# Programmatically Access the Call Stack



## Oorang (May 9, 2007)

I know this can be done in .net using the mscorlib. And I see you can successfully set a referenc to the library using VBA if you have .net (reference the tlb) but it doesn't seem to be working quite properly. Has anyone pulled this off yet? MVPs? Gurus?


----------



## SydneyGeek (May 11, 2007)

I'm assuming that you have already used Ctrl + L to view the call stack in Debug mode?

Denis


----------



## Oorang (May 11, 2007)

Hi Syd,
Yup, but that window's information idoes not appear to be available at runtime.


----------



## SydneyGeek (May 11, 2007)

True, 

The source I read on it says that you can only get to the call stack window in Debug.

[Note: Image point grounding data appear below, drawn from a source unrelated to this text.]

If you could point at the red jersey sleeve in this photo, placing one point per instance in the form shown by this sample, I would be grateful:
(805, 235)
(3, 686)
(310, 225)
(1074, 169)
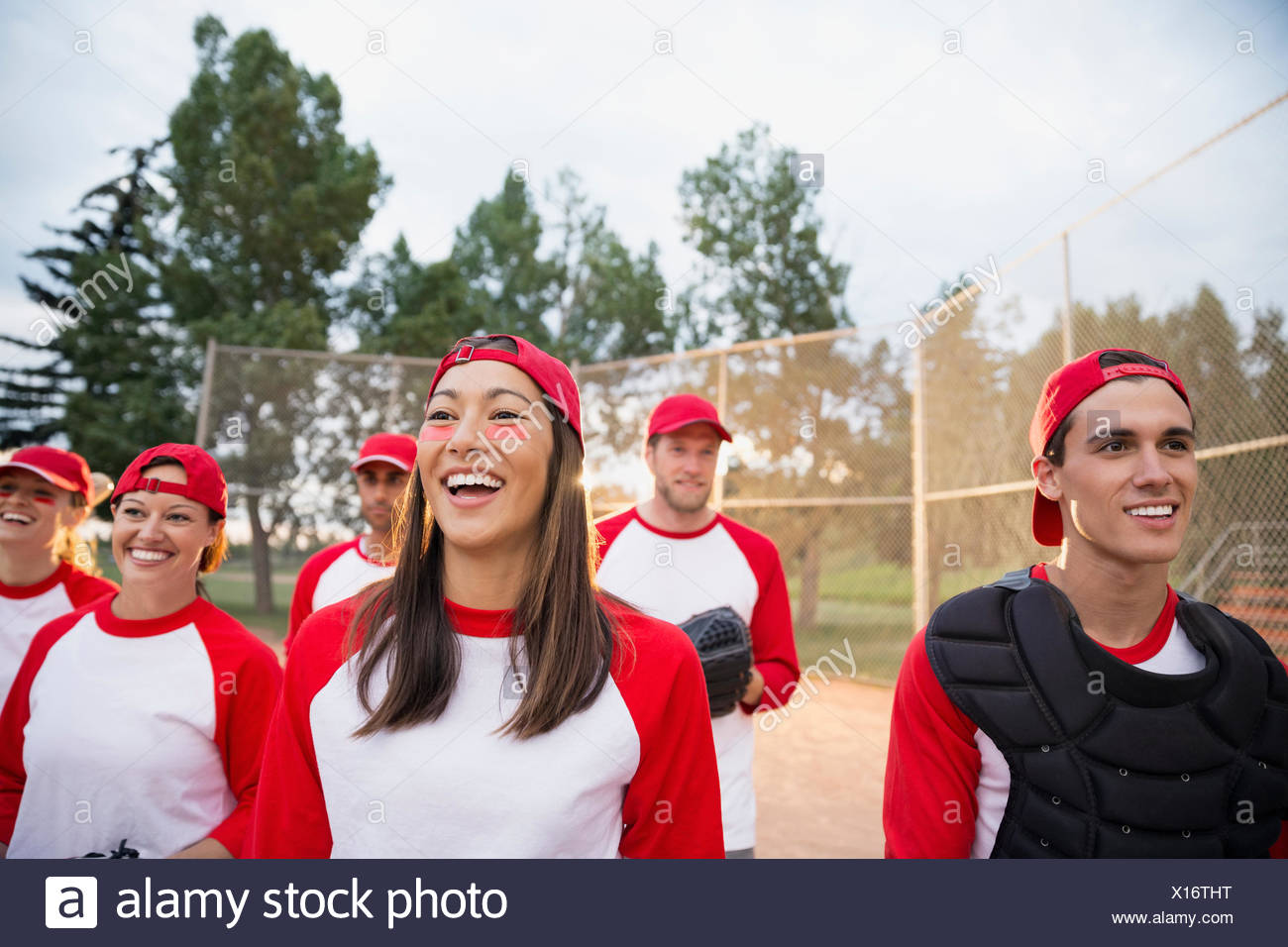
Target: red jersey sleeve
(673, 801)
(609, 528)
(13, 719)
(248, 681)
(931, 767)
(773, 643)
(290, 818)
(307, 583)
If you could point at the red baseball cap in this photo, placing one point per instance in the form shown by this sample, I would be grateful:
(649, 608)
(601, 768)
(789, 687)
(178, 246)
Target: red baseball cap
(552, 375)
(1067, 388)
(205, 479)
(398, 450)
(679, 410)
(64, 470)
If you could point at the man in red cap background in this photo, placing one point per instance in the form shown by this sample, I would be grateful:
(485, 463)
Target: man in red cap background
(674, 557)
(346, 569)
(1082, 707)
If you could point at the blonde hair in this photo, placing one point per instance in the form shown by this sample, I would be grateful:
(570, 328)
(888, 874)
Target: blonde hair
(69, 548)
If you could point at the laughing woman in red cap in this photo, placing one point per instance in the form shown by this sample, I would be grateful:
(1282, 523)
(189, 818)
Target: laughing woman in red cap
(44, 495)
(487, 699)
(136, 723)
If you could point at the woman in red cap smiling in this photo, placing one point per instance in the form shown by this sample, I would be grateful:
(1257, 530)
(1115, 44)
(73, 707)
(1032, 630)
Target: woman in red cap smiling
(1082, 707)
(137, 722)
(46, 493)
(487, 699)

Can I ask why you need to get the stack at runtime?

Denis


----------



## SydneyGeek (May 11, 2007)

Another quote: 

"VBA has the ability to display the call stack _when a procedure is paused at a breakpoint_". Access Developer's Handbook 2002, Desktop Edition. 

I wonder, does that mean that it's not accessible at other times?

But I found this... 
http://msdn.microsoft.com/archive/default.asp?url=/archive/en-us/dnarofftalk/html/office11012001.asp

...shows how to reference the mscorlib, once you have created a wrapper from .NET.

Denis


----------